In the following example, four different patterns are analyzed, tested using three different starting support sizes, for a total of 12 processes:
for examplename in ["A_1", "A_2", "A_3", "A_4"]:
for ss in [80,100,120]:
sett = Settings().set('init','supportsize',ss)
MPR(pattern=load_data("data/example_"+ examplename+".npz"), settings=sett, tag="suppsize:"+str(ss)).runasync()

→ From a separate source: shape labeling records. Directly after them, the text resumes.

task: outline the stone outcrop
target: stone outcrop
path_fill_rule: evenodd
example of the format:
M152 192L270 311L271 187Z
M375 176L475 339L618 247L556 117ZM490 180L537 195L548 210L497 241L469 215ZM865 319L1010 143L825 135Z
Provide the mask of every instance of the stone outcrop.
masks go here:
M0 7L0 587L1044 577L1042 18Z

The queue is, thus, the following:
hv.info()
Running: 197-10-14558540587-suppsize:80
Execution queue (11 total):
0: 197-10-14558540587-suppsize:100
1: 197-10-14558540587-suppsize:120
2: 250-23-14565026066-suppsize:80
3: 250-23-14565026066-suppsize:100
4: 250-23-14565026066-suppsize:120
5: 71-1-14546865407-suppsize:80
6: 71-1-14546865407-suppsize:100
7: 71-1-14546865407-suppsize:120
8: 19-7-14541946795-suppsize:80
9: 19-7-14541946795-suppsize:100
10: 19-7-14541946795-suppsize:120
Removing jobs from the execution queue
The spring.hypervisor
object allows for further simple operations on the execution queue, and in particular it allows for the removal of submitted reconstructions via the method spring._Hypervisor.remove()
.
The hv.remove(item)
method takes two different types as value for item
. In case of an integer i
, the element in position i
of the queue given by hv.info()
is removed. Please note that the item position in the queue may change while inputting the command.
In case of an item
of type string, the full name of the job has to be given, e.g. item='71-1-14546865407-suppsize:120'
. This is more safe, as it is independent on the position in the queue.
Note
The hv.remove()
method only works on the process sitting in the execution queue. To cancel the running process, hv.stop()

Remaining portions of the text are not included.